Comment devient-on homo ?
Naît-on homosexuel ou le devient-on ? La question, ancienne, se pose encore chez les gays et les lesbiennes… comme chez leurs parents. Pourtant, à bien des égards, elle semble dépassée. En fait, on devrait plutôt chercher à comprendre ce qui détermine notre orientation sexuelle… qu’on soit homo ou hétéro. Stéphane Clerget, médecin et chercheur, vient d’y consacrer un ouvrage passionnant.Par Jean-François. Laforgerie
"Trisomique homosexuel : ça existe ?" ironisait récemment un internaute sur un forum de discussion. Une façon cruelle de poser la sempiternelle question de savoir : si on naît homosexuel ou si on le devient ? Mais dans le fond, à part des médecins et quelques chercheurs, cette question intéresse-t-elle encore les gays et les lesbiennes ? "Elle n’est pas ou peu posée. Celles et ceux qui viennent nous voir sont sûrs de leur attirance. Ce qu’ils veulent, c’est savoir comment ils vont vivre leur sexualité, explique Solange Glover –Dondeau, présidente du MAG Jeunes gais et lesbiennes. En revanche, cette question est très souvent posée lors de nos interventions dans les lycées. Les jeunes, auprès desquels nous intervenons, demandent souvent si c’est un choix. Les gays et les lesbiennes qui viennent au MAG ont déjà un peu réfléchi à ça. Cette question de l’origine de l’homosexualité, on se la pose au départ puis on passe très vite à autre chose. Si on vit bien son homosexualité, savoir pourquoi devient très secondaire. Et puis surtout, il n’y a pas de réponse satisfaisante. D’ailleurs, je me demande même si cette question est pertinente. Après tout, personne ne se demande pourquoi il est hétéro."

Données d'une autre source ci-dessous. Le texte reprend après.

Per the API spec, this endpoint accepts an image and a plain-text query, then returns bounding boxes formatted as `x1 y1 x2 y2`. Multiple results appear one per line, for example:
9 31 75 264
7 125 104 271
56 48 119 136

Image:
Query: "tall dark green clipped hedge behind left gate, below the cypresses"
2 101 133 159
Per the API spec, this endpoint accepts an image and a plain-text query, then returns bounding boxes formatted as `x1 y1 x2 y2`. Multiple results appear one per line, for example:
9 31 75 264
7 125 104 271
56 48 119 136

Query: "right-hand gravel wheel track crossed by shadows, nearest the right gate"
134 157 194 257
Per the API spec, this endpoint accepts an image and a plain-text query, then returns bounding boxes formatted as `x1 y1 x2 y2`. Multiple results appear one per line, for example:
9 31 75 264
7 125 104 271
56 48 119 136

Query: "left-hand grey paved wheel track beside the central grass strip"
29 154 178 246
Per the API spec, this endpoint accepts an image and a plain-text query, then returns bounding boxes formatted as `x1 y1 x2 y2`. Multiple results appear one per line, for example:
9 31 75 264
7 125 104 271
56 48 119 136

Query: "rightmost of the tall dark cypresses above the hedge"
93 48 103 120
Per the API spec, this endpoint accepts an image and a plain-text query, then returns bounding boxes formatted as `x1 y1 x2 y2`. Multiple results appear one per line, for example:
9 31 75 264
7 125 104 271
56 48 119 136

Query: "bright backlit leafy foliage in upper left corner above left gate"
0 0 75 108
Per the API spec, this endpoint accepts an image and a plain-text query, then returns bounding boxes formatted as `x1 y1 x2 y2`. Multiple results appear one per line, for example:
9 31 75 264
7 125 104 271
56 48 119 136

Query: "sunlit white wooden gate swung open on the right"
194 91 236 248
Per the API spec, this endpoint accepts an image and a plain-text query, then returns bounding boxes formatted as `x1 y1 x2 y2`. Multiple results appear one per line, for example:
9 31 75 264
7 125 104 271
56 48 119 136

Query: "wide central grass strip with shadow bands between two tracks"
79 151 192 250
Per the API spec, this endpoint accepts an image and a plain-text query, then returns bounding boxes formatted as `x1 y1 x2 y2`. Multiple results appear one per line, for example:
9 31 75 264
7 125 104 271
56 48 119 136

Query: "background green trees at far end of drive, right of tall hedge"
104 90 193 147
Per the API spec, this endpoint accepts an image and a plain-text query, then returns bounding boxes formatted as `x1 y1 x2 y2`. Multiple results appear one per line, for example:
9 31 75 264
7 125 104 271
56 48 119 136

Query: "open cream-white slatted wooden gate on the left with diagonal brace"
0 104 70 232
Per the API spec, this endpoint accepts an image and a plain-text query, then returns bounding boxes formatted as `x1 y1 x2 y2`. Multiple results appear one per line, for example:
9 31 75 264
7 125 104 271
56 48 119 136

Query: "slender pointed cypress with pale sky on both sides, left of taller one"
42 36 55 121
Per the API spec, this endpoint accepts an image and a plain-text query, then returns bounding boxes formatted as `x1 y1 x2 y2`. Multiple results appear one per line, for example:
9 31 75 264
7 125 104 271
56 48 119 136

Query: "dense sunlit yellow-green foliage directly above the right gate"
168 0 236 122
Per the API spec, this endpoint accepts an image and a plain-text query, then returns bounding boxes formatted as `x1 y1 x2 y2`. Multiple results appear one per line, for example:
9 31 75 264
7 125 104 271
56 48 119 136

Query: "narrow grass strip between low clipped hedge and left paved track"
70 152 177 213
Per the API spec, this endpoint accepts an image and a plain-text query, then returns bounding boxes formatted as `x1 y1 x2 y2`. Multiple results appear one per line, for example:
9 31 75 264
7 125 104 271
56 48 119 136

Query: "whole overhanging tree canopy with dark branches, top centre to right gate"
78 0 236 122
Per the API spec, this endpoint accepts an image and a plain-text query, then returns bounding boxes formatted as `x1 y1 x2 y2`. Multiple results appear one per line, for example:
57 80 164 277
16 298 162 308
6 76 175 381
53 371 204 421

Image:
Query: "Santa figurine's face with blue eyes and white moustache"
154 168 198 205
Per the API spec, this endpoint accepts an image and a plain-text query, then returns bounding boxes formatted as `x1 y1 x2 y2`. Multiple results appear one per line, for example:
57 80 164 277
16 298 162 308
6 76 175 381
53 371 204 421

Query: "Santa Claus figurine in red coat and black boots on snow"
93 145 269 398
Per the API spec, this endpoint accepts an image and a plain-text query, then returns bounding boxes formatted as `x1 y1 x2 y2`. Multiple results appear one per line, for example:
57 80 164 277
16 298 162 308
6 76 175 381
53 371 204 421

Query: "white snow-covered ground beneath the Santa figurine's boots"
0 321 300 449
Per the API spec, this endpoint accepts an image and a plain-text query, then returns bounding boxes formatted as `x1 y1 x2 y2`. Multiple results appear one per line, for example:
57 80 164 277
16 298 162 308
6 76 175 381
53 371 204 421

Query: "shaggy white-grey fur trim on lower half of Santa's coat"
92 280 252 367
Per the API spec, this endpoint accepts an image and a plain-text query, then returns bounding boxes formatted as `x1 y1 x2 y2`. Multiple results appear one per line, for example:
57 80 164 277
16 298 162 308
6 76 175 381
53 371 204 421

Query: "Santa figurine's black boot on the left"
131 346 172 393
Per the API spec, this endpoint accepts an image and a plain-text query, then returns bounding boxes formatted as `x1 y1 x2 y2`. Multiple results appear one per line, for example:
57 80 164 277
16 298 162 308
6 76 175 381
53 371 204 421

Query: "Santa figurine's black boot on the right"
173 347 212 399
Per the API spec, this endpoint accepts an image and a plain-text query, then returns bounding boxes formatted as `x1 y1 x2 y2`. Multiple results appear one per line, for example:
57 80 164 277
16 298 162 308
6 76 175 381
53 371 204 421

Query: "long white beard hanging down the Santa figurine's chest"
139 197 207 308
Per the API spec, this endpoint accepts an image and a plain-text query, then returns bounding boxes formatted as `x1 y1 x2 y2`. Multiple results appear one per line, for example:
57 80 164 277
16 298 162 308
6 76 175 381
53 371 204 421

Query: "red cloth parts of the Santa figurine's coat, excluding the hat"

"Cette question de l’inné ou de l’acquis, les parents se la posent encore. Ce sont principalement des mères qui viennent nous voir, rappelle Sylvain Guého, un des responsables de l’association Contact [parents d’enfants homos]. Elles se demandent ce qu’elles ont fait pour avoir un enfant gay… Les parents veulent d’emblée savoir s’ils ont une responsabilité et laquelle. Notre travail consiste à permettre l’expression de ce que les parents ressentent et à les faire réfléchir. Par exemple, lorsque des parents pensent qu’un de leur fils a "choisi" d’être gay, on leur demande si leurs autres enfants ont "choisi" d’être hétéro ? Il ne s’agit pas d’apporter des réponses toutes faites, ni de délivrer un message mais de faire réfléchir les parents. L’orientation sexuelle, qu’elle soit homo ou non, est la résultante d’un mélange d’inné et d’acquis et de bien d’autres facteurs."
"Cela n’a pas beaucoup de sens de poser aujourd’hui la question de l’inné et de l’acquis en opposant l’un à l’autre. A notre sens, il vaut mieux suivre la piste proposée par le généticien Axel Kahn d’une interaction entre le génétique et ce que l’on acquiert, explique Solange Glover –Dondeau du MAG. Les études génétiques ne prouvent pas l’existence d’un gène de l’homosexualité mais pas d’avantage qu’il n’existe pas… Personne ne peut, aujourd’hui, écarter la thèse génétique. Croire qu’il n’y aurait qu’une "cause" unique à l’homosexualité ne tient pas."
Cette thèse que l’homosexualité (et par extension l’orientation sexuelle) s’expliquerait par une multitude de facteurs, scientifiquement la plus plausible, n’est évidemment pas retenue par un certain nombre d’adversaires des homos, dont nombre de politiques qui en profitent pour agiter le spectre d’une "rééducation". L’exemple le plus emblématique est Christian Vanneste qui expliquait (1) : "L’homosexualité est un comportement culturel, acquis, de l’ordre du réflexe, sans doute acquis dans un âge précoce, mais comme tous les comportements réflexes plutôt négatifs, on peut parfaitement l’inhiber ou le rééduquer."
Fort heureusement, l’exemple est rare et ne fait guère école. "Il n’y a quasiment pas de parents, du moins qui viennent nous voir, qui se mettent en tête de "rééduquer" leurs enfants" note Sylvain Guého de Contact. Reste que cette question a décidément la vie dure. "On peut s’étonner que la question des origines de l’orientation sexuelle se pose surtout à propos de l’homosexualité, note Stéphane Clerget qui vient de consacrer un ouvrage sur ce thème. Mais c’est souvent à partir du minoritaire que l’on parvient à définir le majoritaire. Comprendre la façon dont on devient homosexuel permet d’éclairer la façon dont on devient hétérosexuel ou bisexuel".
(1) Intervention à l’Assemblée Nationale, 7 décembre 2004.